The Chestnut Hill Community Association says it will schedule a vote next month on whether to develop a new web portal. The portal, as it is envisioned, would feature news from the Chestnut Hill Local and promote businesses and community events by partnering with The Chestnut Hill Business Association, The Chestnut Hill Resident Association, and other neighborhood groups.
Rob Remus, head of the chair that oversees the possible development of the web portal, was not present at the meeting due to a family emergency. Instead, Gerald Tracy presented the committee’s recommendation that web portal would benefit everyone by giving residents and visitors a single site that represents the community.
Tracy went on to say that each group involved would maintain their own mission and that the web portal would not interfere with any particular entity.
“The portal operator will figure out the best way to get out the information with each facet,” said Tracy.
Walter Sullivan proposed that the committee come up with a written proposal for board members to vote on at the next CHCA meeting in January.
“Power” in numbers
Another idea put forward last night is an attempt to lock in lower electricity rates for residents by banding together.
Greg Welsh, a member of the Chestnut Hill Business Association, says he can secure cheaper rates than PECO through a rebate offered by Glacial Energy.
The deal would, in his view, save money for residents and commercial businesses and provide anywhere from $10,000 to $20,000 in revenue for the business association.
“Our goal is to save our residents money and at the same time gain some money for our association,” Welsh said.
Welsh proposed a similar benefit in usage of North American Power, another energy company that could provide the Chestnut Hill Community Association with financial gain.
As it stands, PECO Energy charges .0992 cents per kilowatt and the new plan would charge .0899 cents for the same amount.
Welsh went on to say that residents could stay with PECO but that their bill would likely go up about 5% in the coming months. Members of the board proposed further researching into the matter and the possibility of linking the North American Power web site to their own for residents to view.
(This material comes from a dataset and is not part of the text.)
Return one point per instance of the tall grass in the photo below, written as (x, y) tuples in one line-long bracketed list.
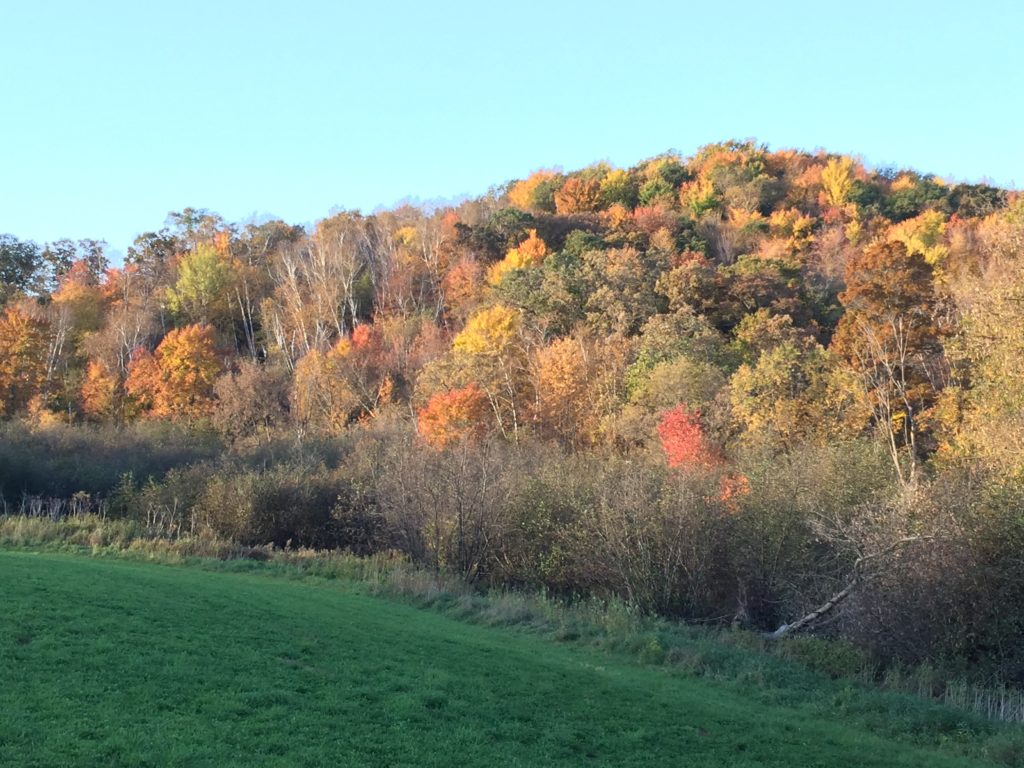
[(602, 624)]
“There’s no downside that I see,” said Welsh of the new energy plan.
Impact of new zoning rules
Board President Walter Sullivan updated residents on how the city’s effort to overhaul the zoning code could negatively impact residents’ ability to help shape new development projects.
He said that under the proposed zoning rule changes, neighborhood groups would only be allocated a 30-day period to meet with a developer. “If approved, it would gut our review process,” Sullivan said.
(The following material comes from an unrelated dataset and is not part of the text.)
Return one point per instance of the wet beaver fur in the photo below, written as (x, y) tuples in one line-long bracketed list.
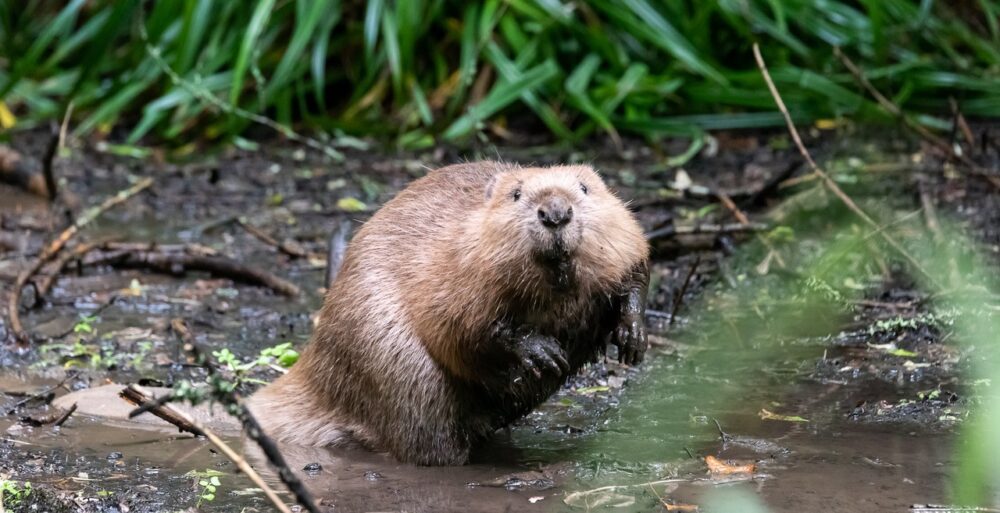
[(464, 303)]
The city’s Zoning Board Committee met on Dec. 15th and the proposal will now go on to committees before it reaches City Council. Sullivan predicted the process would drag out for some time.
One item not on the agenda was City Council’s approval yesterday of a zoning change for the site of a planned dialysis center in Chestnut Hill. The bill introduced by City Councilwoman Donna Reed Miller allows Fresenius to stay open later in the nights. The dialysis center would be located at 10 E. Moreland Ave. The issue had divided local residents. The Chestnut Hill Community Association supports Fresenius’ plan while the Chestnut Hill Residents Association remains opposed to it over concerns of how late the center will remain open.